Bellamy Bridge, Florida – Lost Vows

Bellamy Bridge, Florida — Lost Vows
by Dawg

Moss dangles from oak like unraveling veils,
the Panhandle’s heat never quite breaking the fever of old wounds.
Bellamy Bridge arches above dark, slow water–
a weathered spine, warped and splintered, sagging with ancient tunes.

Mist curls off the riverbank, exhaling memories
of vows that could not outlast the flames,
a wedding dress reduced to phosphorescent haze,
trailing beside the boards–each step a ritual, each glance a claim.

The bride’s name, Elizabeth, burns through centuries,
whispered by wind that tastes of marsh and regret.
She perished on her wedding night, her dress ablaze, a love unmet.
Some say her laughter, fragile and startled,
still flickers in the Spanish moss at dawn,
but by midnight, it’s her sorrow that reigns–
white-gowned, drifting, searching for a future forever gone.

Footsteps echo, a rhythm older than the bridge itself,
each board remembers the weight of hope, the collapse of self.
The river below shivers with cold fire,
mirrors a woman crowned in spectral light,
her eyes rimmed with longing, hands clutching the shape of a ringless night.

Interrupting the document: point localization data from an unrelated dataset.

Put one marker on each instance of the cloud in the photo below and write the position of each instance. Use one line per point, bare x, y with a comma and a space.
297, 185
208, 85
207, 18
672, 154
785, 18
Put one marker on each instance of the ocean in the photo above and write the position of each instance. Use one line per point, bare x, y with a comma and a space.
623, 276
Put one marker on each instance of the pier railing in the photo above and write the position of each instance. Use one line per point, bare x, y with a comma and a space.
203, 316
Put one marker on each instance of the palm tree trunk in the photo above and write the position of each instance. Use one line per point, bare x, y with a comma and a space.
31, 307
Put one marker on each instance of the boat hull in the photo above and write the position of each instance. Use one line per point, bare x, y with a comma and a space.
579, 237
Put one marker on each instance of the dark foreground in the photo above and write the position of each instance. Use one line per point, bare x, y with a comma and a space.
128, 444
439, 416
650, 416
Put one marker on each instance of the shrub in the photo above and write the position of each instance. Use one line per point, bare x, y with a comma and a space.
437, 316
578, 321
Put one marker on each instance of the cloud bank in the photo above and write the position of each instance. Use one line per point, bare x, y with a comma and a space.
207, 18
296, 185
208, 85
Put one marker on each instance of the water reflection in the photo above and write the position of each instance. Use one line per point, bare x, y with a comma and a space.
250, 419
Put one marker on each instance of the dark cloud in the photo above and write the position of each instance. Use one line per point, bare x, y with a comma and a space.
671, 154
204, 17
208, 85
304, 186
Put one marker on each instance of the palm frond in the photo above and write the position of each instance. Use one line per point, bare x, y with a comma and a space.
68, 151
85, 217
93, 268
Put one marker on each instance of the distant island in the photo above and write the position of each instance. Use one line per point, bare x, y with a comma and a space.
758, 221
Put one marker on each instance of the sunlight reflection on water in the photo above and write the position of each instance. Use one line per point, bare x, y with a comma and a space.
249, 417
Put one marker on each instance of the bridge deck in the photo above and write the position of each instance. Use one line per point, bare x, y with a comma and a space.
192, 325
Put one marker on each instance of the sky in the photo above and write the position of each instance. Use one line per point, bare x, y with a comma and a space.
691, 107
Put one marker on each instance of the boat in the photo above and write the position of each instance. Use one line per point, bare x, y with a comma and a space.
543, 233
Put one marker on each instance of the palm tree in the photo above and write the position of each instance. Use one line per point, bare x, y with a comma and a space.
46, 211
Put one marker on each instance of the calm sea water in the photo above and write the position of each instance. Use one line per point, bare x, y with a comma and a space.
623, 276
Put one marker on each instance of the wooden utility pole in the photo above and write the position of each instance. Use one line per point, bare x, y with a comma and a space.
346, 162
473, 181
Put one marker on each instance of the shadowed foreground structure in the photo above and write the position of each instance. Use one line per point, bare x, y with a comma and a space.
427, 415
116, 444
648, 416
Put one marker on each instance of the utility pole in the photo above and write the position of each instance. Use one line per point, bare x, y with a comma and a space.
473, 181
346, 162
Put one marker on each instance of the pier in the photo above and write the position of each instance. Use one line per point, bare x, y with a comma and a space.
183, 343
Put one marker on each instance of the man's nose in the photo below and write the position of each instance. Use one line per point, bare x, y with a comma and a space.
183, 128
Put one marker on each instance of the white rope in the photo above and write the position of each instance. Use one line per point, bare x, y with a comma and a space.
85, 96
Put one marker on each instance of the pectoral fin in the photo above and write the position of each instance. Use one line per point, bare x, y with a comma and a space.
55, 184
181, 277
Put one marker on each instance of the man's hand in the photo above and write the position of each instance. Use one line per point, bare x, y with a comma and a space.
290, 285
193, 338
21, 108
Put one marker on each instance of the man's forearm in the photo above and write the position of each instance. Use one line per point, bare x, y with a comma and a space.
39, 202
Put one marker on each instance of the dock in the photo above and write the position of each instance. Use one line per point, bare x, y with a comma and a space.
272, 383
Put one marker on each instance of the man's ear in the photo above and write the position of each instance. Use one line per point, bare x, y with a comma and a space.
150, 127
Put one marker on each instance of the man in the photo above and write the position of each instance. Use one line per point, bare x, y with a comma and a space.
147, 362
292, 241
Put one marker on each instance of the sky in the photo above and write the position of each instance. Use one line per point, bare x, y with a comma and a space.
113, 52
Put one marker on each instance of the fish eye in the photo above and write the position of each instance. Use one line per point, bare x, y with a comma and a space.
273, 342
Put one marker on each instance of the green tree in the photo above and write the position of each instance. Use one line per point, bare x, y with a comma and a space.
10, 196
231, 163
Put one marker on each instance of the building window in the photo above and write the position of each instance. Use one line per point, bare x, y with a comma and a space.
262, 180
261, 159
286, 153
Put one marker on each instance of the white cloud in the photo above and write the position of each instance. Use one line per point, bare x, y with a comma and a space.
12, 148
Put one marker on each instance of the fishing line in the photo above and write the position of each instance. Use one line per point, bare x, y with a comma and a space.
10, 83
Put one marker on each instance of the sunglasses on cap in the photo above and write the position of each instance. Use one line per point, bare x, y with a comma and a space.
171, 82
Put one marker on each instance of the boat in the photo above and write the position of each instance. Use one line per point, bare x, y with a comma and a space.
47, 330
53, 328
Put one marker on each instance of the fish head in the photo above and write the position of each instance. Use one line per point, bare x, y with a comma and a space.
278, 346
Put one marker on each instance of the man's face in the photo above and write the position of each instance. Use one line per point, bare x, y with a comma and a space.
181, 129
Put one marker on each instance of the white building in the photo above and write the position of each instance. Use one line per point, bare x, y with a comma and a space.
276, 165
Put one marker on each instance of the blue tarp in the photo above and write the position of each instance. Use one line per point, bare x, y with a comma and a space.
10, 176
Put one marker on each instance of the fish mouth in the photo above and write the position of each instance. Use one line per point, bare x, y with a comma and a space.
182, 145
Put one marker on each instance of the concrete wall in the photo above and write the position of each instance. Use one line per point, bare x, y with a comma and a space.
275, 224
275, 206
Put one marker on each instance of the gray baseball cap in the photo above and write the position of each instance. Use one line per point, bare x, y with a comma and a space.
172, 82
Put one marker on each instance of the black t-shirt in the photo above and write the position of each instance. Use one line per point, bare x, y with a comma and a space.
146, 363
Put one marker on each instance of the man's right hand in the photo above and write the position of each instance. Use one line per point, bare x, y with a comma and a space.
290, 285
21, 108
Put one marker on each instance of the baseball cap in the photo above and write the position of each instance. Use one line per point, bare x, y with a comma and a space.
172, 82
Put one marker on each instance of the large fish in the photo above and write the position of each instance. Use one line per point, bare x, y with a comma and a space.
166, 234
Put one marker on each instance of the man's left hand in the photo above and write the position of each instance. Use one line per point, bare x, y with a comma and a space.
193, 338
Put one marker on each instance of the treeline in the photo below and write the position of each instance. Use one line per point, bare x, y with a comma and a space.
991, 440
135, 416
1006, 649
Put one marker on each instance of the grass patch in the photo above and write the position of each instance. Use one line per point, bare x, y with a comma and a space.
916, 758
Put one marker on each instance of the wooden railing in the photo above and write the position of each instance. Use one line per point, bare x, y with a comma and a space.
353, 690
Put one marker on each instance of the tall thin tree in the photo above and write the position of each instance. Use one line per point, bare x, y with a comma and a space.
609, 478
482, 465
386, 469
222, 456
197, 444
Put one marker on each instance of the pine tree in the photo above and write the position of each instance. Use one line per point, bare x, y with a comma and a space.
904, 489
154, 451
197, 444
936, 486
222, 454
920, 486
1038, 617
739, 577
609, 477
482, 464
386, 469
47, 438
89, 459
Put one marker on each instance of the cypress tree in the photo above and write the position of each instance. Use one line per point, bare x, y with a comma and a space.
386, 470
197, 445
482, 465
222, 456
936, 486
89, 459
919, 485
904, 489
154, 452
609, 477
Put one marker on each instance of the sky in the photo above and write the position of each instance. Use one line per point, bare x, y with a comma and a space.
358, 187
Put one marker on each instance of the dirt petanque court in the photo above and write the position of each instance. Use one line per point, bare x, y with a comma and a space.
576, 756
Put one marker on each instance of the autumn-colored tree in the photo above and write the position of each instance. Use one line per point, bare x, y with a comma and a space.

Each autumn, when fog presses against the pines and the river swells with secrets,
the air thickens with questions:
was it fire, fever, or heartbreak that wrought this endless bequest?
No legend grants her release, no exorcism cuts the thread,
Elizabeth waits for a husband who will never cross,
for a wedding night spent among the dead.

Bellamy Bridge endures, an altar for longing and for loss,
where vows are left unfinished,
and each footfall is shadowed by the one she’s never forgot.
If you walk here at dusk, listen–the wind rehearses her grief.
The river carries her sorrow, mile after haunted mile,
and every night, the bride paces–neither gone, nor reconciled.